Ruby - 95 77 characters

a=[]
gets.split.each{|b|a<<(b=~/\d/?b.to_f: (j,k=a.pop 2;j.send b,k))}
p a[0]

Takes input on stdin.

Testing code

[
  "-4 5 +",
  "5 2 /",
  "5 2.5 /",
  "5 1 2 + 4 * 3 - +",
  "4 2 5 * + 1 3 2 * + /",
  "12 8 3 * 6 / - 2 + -20.5 "
].each do |test|
  puts "[#{test}] gives #{`echo '#{test}' | ruby golf-polish.rb`}"
end

gives

[-4 5 +] gives 1.0
[5 2 /] gives 2.5
[5 2.5 /] gives 2.0
[5 1 2 + 4 * 3 - +] gives 14.0
[4 2 5 * + 1 3 2 * + /] gives 2.0
[12 8 3 * 6 / - 2 + -20.5 ] gives 10.0

Unlike the C version this returns the last valid result if there are extra numbers appended to the input it seems.

Scheme, 162 chars

(Line breaks added for clarity—all are optional.)

(let l((s'()))(let((t(read)))(cond((number? t)(l`(,t,@s)))((assq t
`((+,+)(-,-)(*,*)(/,/)))=>(lambda(a)(l`(,((cadr a)(cadr s)(car s))
,@(cddr s)))))(else(car s)))))

Fully-formatted (ungolfed) version:

(let loop ((stack '()))
  (let ((token (read)))
    (cond ((number? token) (loop `(,token ,@stack)))
          ((assq token `((+ ,+) (- ,-) (* ,*) (/ ,/)))
           => (lambda (ass) (loop `(,((cadr ass) (cadr stack) (car stack))
                                    ,@(cddr stack)))))
          (else (car stack)))))

---

Selected commentary

`(,foo ,@bar) is the same as (cons foo bar) (i.e., it (effectively^†) returns a new list with foo prepended to bar), except it's one character shorter if you compress all the spaces out.

Thus, you can read the iteration clauses as (loop (cons token stack)) and (loop (cons ((cadr ass) (cadr stack) (car stack)) (cddr stack))) if that's easier on your eyes.

`((+ ,+) (- ,-) (* ,*) (/ ,/)) creates an association list with the symbol + paired with the procedure +, and likewise with the other operators.
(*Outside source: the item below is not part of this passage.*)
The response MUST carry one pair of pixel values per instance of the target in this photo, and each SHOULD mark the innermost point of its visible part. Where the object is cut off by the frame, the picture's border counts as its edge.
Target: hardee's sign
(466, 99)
Thus it's a simple symbol lookup table (bare words are (read) in as symbols, which is why no further processing on token is necessary). Association lists have O(n) lookup, and thus are only suitable for short lists, as is the case here. :-P

† This is not technically accurate, but, for non-Lisp programmers, it gets a right-enough idea across.

Python - 124 chars

s=[1,1]
for i in raw_input().split():b,a=map(float,s[:2]);s[:2]=[[a+b],[a-b],[a*b],[a/b],[i,b,a]]["+-*/".find(i)]
print s[0]

Python - 133 chars

s=[1,1]
for i in raw_input().split():b,a=map(float,s[:2]);s={'+':[a+b],'-':[a-b],'*':[a*b],'/':[a/b]}.get(i,[i,b,a])+s[2:]
print s[0]